Lesson 23 take-aways

Class sessions
confidence intervals
precision
accuracy
Author

Daniel Kaplan

Published

March 15, 2023

Review from Lesson 22

  1. lm() creates a model, which we can summarize in several ways. These numerical summaries—for instance, the coefficients reported by lm()—are called sample statistics. Mathematically, the sample statistics are exact, that is, the arithmetic is done correctly and everyone will get the same sample statistics when building the same model on the same data.

  2. Statistically, we take another point of view. We see the sample that we are working with as just one of the many samples that might have been collected. Imagine calculating a sample statistic on each of the many samples. The sample statistic would vary from one hypothetical sample to another. We call this sampling variation: note the “ing” ending on “sampling.”

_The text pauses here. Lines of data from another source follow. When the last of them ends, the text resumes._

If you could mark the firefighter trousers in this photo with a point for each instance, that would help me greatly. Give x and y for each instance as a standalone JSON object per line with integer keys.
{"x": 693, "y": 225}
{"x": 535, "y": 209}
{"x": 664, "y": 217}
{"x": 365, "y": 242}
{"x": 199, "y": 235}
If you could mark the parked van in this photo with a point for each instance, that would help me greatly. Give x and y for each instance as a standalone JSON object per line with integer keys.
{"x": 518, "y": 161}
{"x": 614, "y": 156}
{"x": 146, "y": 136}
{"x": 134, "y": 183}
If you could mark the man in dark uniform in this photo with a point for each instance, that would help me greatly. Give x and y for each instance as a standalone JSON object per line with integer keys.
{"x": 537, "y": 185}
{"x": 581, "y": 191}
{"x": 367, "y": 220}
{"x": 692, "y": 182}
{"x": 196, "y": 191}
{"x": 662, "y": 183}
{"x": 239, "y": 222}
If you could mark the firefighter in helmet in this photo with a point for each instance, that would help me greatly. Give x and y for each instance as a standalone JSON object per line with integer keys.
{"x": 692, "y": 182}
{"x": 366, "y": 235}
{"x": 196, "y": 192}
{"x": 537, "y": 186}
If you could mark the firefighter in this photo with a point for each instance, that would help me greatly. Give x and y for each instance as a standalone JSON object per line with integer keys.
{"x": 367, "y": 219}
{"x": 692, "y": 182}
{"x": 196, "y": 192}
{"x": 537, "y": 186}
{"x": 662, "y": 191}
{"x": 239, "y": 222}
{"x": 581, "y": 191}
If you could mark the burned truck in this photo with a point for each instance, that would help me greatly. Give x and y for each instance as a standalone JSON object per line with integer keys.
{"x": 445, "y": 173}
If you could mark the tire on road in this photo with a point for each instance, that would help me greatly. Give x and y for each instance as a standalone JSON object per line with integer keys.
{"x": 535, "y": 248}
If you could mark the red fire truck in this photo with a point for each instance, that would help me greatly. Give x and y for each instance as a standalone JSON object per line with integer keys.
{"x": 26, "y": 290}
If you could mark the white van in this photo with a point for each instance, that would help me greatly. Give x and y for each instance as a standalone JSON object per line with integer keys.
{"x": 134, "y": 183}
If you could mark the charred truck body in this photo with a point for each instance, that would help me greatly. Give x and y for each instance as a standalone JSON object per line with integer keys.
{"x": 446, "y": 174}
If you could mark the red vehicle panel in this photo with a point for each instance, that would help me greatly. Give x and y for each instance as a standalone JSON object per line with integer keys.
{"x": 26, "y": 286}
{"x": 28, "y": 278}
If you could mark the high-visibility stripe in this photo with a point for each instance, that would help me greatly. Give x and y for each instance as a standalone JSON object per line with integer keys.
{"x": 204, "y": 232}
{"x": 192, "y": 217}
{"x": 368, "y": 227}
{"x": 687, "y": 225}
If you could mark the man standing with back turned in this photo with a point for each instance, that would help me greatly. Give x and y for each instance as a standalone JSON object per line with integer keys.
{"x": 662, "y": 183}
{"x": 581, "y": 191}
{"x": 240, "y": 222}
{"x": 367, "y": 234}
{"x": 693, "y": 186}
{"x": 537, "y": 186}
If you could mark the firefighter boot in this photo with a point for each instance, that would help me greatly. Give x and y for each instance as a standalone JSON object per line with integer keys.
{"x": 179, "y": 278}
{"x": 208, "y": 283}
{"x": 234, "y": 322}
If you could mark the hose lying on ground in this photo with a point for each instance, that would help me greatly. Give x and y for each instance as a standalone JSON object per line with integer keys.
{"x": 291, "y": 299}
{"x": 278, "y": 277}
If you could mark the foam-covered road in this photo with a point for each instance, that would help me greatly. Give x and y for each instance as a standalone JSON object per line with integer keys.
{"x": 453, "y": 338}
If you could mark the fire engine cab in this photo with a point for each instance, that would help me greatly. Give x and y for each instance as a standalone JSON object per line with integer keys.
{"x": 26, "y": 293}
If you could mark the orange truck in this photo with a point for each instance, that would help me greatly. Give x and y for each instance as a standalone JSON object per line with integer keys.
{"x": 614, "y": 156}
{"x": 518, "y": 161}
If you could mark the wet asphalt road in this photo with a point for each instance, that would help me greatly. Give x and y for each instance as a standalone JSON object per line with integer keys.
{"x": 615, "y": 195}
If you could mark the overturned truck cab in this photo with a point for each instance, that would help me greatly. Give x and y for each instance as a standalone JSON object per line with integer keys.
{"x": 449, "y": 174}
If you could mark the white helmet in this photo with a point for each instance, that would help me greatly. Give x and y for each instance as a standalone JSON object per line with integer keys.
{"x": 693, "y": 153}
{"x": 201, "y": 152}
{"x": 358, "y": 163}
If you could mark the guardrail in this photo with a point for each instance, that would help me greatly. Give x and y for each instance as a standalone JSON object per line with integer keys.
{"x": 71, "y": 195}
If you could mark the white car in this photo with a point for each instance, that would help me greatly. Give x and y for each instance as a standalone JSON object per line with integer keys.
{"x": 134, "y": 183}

  3. A confidence interval indicates the amount of sampling variation. It always consists of two numbers, the lower and the upper limits of the interval. Compute them from a model using conf_interval().

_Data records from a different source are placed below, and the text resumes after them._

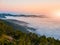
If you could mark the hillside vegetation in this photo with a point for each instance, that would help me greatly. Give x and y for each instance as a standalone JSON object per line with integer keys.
{"x": 10, "y": 36}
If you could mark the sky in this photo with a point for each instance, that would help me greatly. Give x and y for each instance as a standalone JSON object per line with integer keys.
{"x": 29, "y": 6}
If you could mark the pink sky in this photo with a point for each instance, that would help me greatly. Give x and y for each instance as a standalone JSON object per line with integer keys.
{"x": 30, "y": 6}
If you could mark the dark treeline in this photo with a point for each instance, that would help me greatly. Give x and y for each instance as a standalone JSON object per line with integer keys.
{"x": 10, "y": 36}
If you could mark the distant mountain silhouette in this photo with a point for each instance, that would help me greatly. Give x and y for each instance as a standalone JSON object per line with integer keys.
{"x": 3, "y": 15}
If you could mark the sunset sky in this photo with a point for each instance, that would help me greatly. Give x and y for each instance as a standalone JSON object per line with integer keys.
{"x": 30, "y": 6}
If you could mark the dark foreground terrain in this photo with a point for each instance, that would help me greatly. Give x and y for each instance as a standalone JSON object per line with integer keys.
{"x": 11, "y": 36}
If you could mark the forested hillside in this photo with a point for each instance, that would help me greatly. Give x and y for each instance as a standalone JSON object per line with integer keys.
{"x": 11, "y": 36}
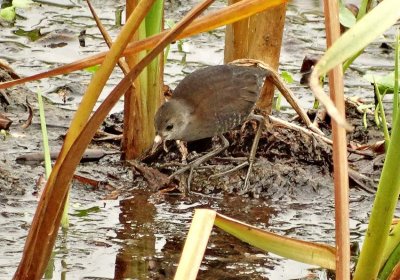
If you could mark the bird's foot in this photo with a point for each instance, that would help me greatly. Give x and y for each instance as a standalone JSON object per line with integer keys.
{"x": 244, "y": 164}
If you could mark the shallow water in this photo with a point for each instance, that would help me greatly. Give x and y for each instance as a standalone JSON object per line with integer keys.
{"x": 141, "y": 235}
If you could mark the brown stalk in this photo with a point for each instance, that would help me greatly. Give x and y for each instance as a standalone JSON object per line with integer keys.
{"x": 131, "y": 99}
{"x": 209, "y": 22}
{"x": 341, "y": 182}
{"x": 45, "y": 224}
{"x": 53, "y": 198}
{"x": 258, "y": 37}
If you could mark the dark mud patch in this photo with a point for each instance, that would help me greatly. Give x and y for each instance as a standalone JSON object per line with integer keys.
{"x": 119, "y": 228}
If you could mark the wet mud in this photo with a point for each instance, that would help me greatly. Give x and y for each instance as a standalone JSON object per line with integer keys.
{"x": 125, "y": 226}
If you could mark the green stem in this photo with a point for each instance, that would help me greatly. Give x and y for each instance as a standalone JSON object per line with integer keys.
{"x": 386, "y": 199}
{"x": 396, "y": 79}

  4. The width of a confidence interval is proportional to \(1/\sqrt{n}\); the more data you have, the narrower will be the confidence interval.

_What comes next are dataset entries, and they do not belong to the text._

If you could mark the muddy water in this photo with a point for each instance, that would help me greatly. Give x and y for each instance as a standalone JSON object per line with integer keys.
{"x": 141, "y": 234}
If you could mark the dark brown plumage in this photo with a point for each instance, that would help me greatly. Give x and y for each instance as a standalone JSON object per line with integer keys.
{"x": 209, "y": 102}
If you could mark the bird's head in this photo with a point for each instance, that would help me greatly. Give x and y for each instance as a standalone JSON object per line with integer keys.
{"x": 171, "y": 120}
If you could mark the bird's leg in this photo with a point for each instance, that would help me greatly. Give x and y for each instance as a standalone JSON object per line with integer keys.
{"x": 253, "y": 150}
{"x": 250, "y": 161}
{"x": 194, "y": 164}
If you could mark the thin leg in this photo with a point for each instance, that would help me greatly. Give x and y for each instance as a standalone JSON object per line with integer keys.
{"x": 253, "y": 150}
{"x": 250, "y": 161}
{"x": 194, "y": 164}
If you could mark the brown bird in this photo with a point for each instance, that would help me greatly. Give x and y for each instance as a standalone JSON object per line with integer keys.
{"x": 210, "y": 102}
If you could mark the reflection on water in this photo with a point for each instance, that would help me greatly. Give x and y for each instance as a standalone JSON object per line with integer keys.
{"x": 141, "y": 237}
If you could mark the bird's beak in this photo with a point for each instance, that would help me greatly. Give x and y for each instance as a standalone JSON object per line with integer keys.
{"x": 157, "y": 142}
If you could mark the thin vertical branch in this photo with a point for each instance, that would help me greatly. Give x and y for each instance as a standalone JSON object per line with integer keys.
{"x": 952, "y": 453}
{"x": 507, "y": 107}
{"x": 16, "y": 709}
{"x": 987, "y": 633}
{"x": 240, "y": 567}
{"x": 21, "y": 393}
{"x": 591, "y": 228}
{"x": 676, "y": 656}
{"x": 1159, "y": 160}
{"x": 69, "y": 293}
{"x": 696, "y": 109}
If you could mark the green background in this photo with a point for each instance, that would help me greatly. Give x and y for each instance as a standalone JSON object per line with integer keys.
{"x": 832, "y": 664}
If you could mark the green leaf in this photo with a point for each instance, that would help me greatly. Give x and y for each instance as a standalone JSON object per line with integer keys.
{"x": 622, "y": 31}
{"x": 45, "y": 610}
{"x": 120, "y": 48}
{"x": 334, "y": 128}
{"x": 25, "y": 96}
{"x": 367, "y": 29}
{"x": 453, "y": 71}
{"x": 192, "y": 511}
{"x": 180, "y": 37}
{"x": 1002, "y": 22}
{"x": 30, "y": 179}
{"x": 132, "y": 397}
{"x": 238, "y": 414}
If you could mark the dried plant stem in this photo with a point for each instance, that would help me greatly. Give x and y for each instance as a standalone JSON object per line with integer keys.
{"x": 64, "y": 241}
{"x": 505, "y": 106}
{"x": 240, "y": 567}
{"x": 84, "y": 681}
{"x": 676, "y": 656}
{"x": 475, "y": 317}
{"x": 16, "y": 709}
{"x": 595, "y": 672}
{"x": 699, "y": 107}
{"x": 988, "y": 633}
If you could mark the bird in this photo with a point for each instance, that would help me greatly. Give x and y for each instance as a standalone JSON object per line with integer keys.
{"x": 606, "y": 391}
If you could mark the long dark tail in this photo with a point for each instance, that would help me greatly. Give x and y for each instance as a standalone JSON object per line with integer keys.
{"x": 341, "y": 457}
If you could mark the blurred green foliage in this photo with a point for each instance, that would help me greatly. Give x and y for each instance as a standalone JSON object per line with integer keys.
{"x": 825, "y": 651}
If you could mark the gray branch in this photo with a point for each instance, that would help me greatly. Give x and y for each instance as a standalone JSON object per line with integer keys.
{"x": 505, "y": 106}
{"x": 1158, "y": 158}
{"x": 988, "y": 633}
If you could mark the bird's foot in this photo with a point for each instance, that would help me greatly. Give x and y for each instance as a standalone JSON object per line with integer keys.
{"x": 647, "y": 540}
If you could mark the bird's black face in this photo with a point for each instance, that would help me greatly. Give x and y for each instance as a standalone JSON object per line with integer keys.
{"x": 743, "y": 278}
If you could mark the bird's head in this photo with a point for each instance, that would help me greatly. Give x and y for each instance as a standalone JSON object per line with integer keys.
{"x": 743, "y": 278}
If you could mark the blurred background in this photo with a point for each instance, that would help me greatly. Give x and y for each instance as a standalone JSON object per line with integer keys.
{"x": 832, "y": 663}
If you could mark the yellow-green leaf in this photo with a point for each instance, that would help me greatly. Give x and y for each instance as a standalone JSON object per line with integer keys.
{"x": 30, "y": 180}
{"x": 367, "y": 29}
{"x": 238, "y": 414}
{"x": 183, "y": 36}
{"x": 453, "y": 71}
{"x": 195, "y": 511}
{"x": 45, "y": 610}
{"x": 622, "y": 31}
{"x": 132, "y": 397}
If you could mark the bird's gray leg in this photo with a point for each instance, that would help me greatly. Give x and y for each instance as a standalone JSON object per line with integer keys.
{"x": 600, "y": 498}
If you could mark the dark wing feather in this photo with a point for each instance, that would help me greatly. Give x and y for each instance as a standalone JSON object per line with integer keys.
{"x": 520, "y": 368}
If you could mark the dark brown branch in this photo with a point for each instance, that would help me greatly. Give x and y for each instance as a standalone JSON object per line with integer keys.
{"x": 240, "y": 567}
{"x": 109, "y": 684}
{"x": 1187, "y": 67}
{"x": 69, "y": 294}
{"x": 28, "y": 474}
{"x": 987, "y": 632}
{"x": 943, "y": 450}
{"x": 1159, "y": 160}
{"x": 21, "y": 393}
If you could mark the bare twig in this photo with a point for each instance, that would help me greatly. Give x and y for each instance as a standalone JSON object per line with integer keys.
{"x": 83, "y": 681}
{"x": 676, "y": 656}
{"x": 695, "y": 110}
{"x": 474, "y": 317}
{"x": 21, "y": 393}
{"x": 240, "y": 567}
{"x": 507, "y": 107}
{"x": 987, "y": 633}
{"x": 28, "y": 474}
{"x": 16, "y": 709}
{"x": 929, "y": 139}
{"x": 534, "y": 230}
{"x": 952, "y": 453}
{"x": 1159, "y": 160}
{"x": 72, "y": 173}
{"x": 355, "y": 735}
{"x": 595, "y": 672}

  5. Precision and accuracy are two different concepts. Accuracy refers to whether the measurement is “on target” or “close to reality.” Confidence intervals have nothing at all to say about accuracy. To get an accurate measurement of a coefficient, we need to choose the model that represents reality. Usually, we have no way to do this for sure. (With DAG simulations, we can read reality from the formulas, letting us match the model to the formula.)

  6. Precision refers to the reliability or repeatability of the measurement. Confidence intervals are a good way to describe the precision of your measurements.